*632Dissenting Opinion.
Erwin, J.I find myself unable to agree with the court in its opinion in this case. In this cause the record discloses that a petition for drainage was filed by appellees, in which appellants were made parties. After the docketing of the case, and before any steps were taken in the cause, a motion, supported by affidavit was filed by appellants, asking for a change of judge, which motion, after other proceedings were had by the judge from whom the change was asked, was stricken from the files, for the reason that appellants had filed no remonstrance, and therefore had tendered no issuable facts and that the record discloses that appellants were not injured by the action of the court in not granting a change of venue. In the opinion this court cites Turner v. Conkey (1892), 132 Ind. 248, 31 N. E. 777, 17 L. R. A. 509, 32 Am. St. 251. In that case there was an attempt to attack the judgment collateral^, and it was held that the judgment was not void. In the opinion in this ease this court holds that the refusal to grant the change will be deemed prejudicial, in the absence of a contrary showing.
It seems to me that the holding of this court on that point is an effort to legislate into the statute the right of this court, and necessarily of the trial court, to adjudicate, by adverse proceedings the question of whether a judge from whom a change of venue is asked is, or is not, biased or prejudiced against the party asking the change.

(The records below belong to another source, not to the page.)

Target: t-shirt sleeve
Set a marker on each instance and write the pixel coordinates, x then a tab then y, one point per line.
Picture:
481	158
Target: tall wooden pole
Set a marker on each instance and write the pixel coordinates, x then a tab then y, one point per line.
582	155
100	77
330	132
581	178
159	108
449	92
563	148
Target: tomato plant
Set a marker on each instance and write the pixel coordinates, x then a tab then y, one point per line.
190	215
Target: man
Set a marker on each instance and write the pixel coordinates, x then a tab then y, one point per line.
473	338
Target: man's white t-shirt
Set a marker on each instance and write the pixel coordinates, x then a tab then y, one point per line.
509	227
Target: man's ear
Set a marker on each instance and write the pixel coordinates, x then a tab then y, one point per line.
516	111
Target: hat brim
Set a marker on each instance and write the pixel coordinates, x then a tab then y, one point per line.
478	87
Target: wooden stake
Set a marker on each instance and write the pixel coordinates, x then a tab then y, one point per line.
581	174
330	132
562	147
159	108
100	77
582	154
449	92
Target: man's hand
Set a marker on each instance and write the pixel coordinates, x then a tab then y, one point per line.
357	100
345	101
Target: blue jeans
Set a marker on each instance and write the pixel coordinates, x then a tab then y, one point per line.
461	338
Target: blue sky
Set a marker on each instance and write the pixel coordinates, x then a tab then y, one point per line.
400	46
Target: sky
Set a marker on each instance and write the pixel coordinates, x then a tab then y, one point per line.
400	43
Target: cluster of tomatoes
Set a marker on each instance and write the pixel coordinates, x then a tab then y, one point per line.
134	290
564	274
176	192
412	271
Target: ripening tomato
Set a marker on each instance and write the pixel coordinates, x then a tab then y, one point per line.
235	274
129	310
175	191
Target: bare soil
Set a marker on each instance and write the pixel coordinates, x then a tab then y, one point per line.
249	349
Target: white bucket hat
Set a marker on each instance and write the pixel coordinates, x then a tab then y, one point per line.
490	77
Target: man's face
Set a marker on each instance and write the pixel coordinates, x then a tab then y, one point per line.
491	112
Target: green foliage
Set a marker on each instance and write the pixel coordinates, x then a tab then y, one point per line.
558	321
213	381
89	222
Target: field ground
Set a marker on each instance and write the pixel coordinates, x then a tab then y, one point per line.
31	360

The statute authorizing a change of judge reads as follows:
“The court in term, or the judge thereof in vacation shall [our italics] change the venue of any civil action, upon the application of either party, made upon affidavit, showing one or more of the following causes: * * # Seventh. When either party shall make and file an affidavit of the bias, prejudice, or interest of the judge before whom the said cause is pending.” §422 Burns 1908, §412 R. S. *6331881. This statute is mandatory and cannot be disregarded, and when the proper affidavit is filed for a change of judge it must be granted. Manley v. State (1875), 52 Ind. 215; Fisk v. Patriot, etc., Turnpike Co. (1876), 54 Ind. 479; Duggins v. State (1879), 66 Ind. 350; Krutz v. Howard (1880), 70 Ind. 174; Burkett v. Holman (1885), 104 Ind. 6, 3 N. E. 406; Smith v. Amiss (1903), 30 Ind. App. 530, 66 N. E. 501.

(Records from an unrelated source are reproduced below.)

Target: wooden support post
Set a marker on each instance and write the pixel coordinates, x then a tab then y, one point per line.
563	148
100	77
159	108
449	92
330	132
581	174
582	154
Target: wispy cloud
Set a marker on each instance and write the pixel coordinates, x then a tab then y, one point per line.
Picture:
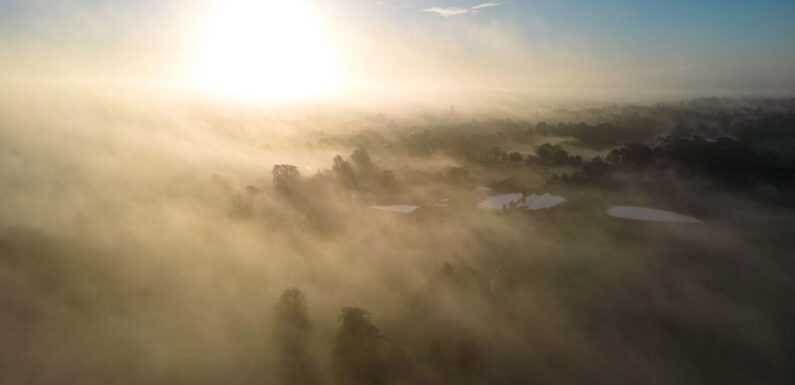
456	11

No court has any right to disregard the statute, and then insist that notwithstanding the fact that an affidavit discloses that the court is prejudiced, yet the petitioner was not injured. The appellants were made parties to the proceedings, were assessed for the construction of the drain and were injured in that they were deprived of the right of having their cause submitted to an impartial tribunal. This was no collateral attack on the proceedings, but appellants have taken the only means in their power to present the matter for review. The law does not require a litigant to do useless and unnecessary things to protect his rights. The making of issues by a remonstrance, and a trial before a judge who was biased and prejudiced against appellants as shown by the affidavit filed for a change, and the facts therein set out not being controverted, as they cannot be, is worse than a farce; and the statute requiring judges, on proper application, to change the venue of a cause would be rendered nugatory and worse than useless. This statute being mandatory, no court has a right to disregard it. The very -fact that the trial court struck the affidavit for a change of judge from the files is conclusive proof that he was unwilling to grant appellants the right due them under the law, and justified the filing of the motion for the change.

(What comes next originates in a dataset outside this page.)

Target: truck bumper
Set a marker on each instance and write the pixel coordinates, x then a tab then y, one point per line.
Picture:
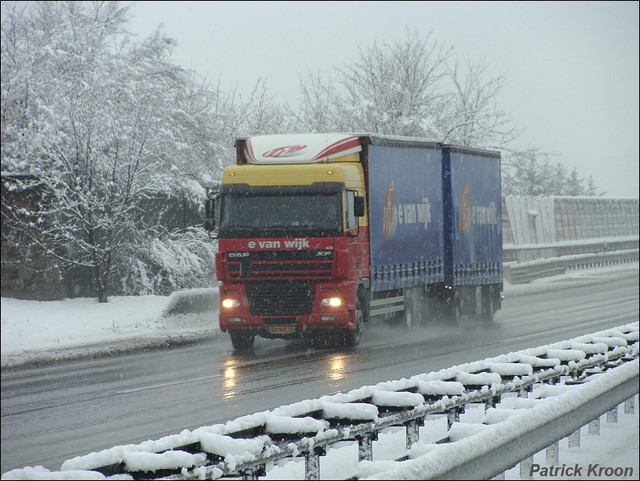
323	317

It is my opinion that where the proper motion, for change of venue, supported by affidavit, is filed by a party to the record, that any other or further action by the trial judge, from whom a change is asked, is void, as against a direct *634attack, with the bare exception of calling and appointing' another judge to try the cause. In holding that it was not error not to grant a change of venue, upon the affidavit filed in this case, by appellants, there should be a rehearing granted and this cause reversed.
Note. — Reported in 102 N. E. 37S, 103 N. B. 482. See, also, under (1) 14 Cyc. 1036; (3) 14 Cyc. 1045.